Bjorn Lomborg, who seems to be trotted out these days as an alternative to the largely discredited "global warming deniers", has an editorial in the Times opposing "cap and trade" carbon policies. (I'm not arguing that Lomborg doesn't make valid (sometimes amusing) points on global warming, or that "cap and trade" is an ideal solution. But whatever his intention, Lomborg has won himself a lot of favor with the "do nothing" crowd.)
Politicians favor the cap-and-trade system because it is an indirect tax that disguises the true costs of reducing carbon emissions. It also gives lawmakers an opportunity to control the number and distribution of emissions allowances, and the flow of billions of dollars of subsidies and sweeteners.Okay, that's fair. So what are the other, superior options?
Many people believe that everyone has a moral obligation to ask how we can best combat climate change. Attempts to curb carbon emissions along the lines of the bill now pending are a poor answer compared with other options.
The answer is to dramatically increase research and development so that solar panels become cheaper than fossil fuels sooner rather than later. Imagine if solar panels became cheaper than fossil fuels by 2050: We would have solved the problem of global warming, because switching to the environmentally friendly option wouldn't be the preserve of rich Westerners.Imagine? You mean, the superior alternative to doing something now is... imaginary?

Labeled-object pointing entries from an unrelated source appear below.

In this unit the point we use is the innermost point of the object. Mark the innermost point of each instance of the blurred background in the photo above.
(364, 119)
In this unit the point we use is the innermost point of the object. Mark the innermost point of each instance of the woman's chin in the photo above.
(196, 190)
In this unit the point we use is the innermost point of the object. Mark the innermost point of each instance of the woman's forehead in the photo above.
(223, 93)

Research for the project was done by a lead author of the report of the Intergovernmental Panel on Climate Change -- the group that shared last year's Nobel Peace Prize with former vice president Al Gore - who noted that spending $800 billion over 100 years solely on mitigating emissions would reduce inevitable temperature increases by just 0.4 degrees Fahrenheit by the end of this century. Even accounting for the key environmental damage from warming, we would lose money, with avoided damage of just $685 billion for our $800 billion investment.And the human genome project will be complete in... oh wait. Those projections of what might happen in the future aren't always accurate, are they? The imaginary solar energy solution may come to fruition in a decade... or never. I would also note that global spending $800 billion over a century, $8 billion per year, is a pittance, even if we assume it results in a net loss of $1.15 billion per year. By way of comparison, we spend considerably more than $8 billion on the Iraq war each month, and the total projected annual loss is less than four days of Iraq war spending. (Is he using a European notion of "billion" - what we would call "trillion"? Because otherwise....)

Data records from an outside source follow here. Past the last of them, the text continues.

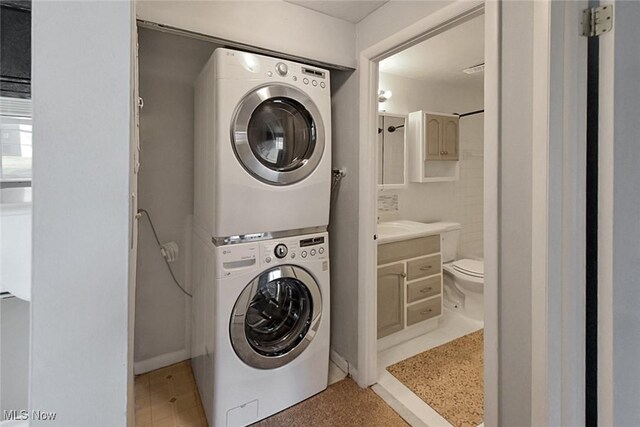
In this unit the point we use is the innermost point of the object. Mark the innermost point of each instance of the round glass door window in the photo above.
(275, 317)
(278, 134)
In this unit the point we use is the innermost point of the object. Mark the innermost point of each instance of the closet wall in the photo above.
(168, 66)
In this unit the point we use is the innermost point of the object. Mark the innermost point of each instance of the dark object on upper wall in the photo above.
(15, 48)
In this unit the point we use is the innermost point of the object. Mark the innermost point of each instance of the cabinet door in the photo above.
(390, 299)
(450, 138)
(433, 136)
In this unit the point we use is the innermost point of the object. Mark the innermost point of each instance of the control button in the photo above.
(282, 68)
(281, 251)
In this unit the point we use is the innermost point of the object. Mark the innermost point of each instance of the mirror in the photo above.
(391, 150)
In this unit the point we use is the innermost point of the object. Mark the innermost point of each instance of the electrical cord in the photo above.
(144, 211)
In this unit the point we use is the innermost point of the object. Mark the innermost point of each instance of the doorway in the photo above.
(430, 206)
(371, 61)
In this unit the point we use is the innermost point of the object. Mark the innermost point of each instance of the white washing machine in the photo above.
(262, 145)
(261, 325)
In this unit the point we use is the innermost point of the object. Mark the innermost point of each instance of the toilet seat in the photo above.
(470, 267)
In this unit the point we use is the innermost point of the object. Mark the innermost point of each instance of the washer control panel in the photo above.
(282, 70)
(294, 249)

Even if every nation spent 0.05 percent of its gross domestic product on research and development of low-carbon energy, this would be only about one-tenth as costly as the Kyoto Protocol and would save dramatically more than any of Kyoto's likely successors.Yet there's no reason we can't do both - implement the best available existing solutions that we know will reduce carbon emissions while also researching energy alternatives that may eventually supplace or augment existing carbon policies.

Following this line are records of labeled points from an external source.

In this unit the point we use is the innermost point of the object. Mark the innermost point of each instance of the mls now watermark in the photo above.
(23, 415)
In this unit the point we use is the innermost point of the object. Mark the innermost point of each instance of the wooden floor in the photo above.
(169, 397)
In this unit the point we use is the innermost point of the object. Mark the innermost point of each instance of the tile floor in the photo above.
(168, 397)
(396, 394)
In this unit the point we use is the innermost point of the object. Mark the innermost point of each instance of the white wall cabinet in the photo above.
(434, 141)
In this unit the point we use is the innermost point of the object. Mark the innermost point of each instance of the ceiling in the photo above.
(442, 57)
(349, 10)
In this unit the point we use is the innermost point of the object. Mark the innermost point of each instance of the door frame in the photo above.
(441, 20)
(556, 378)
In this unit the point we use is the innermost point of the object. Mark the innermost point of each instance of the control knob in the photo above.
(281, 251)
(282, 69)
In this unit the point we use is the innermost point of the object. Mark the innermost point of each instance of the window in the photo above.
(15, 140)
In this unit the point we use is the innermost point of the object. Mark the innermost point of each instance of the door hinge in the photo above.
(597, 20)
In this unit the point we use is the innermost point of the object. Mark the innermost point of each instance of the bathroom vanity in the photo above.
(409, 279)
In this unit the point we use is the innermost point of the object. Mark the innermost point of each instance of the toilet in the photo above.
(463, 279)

Meanwhile, Lomborg proposes spending $30 billion per year or so on research, to try to get better solar energy and biofuel solutions by 2050. But what if it takes until 2100? What if nations dismiss the idea that they should have to spend money on research, and thus the plan goes nowhere? Also, why does this need to be government money - if the cost of Kyoto, which will presumably fall largely on industry, will be ten times that amount, why won't affected corporations pour money into alternative energy R&D?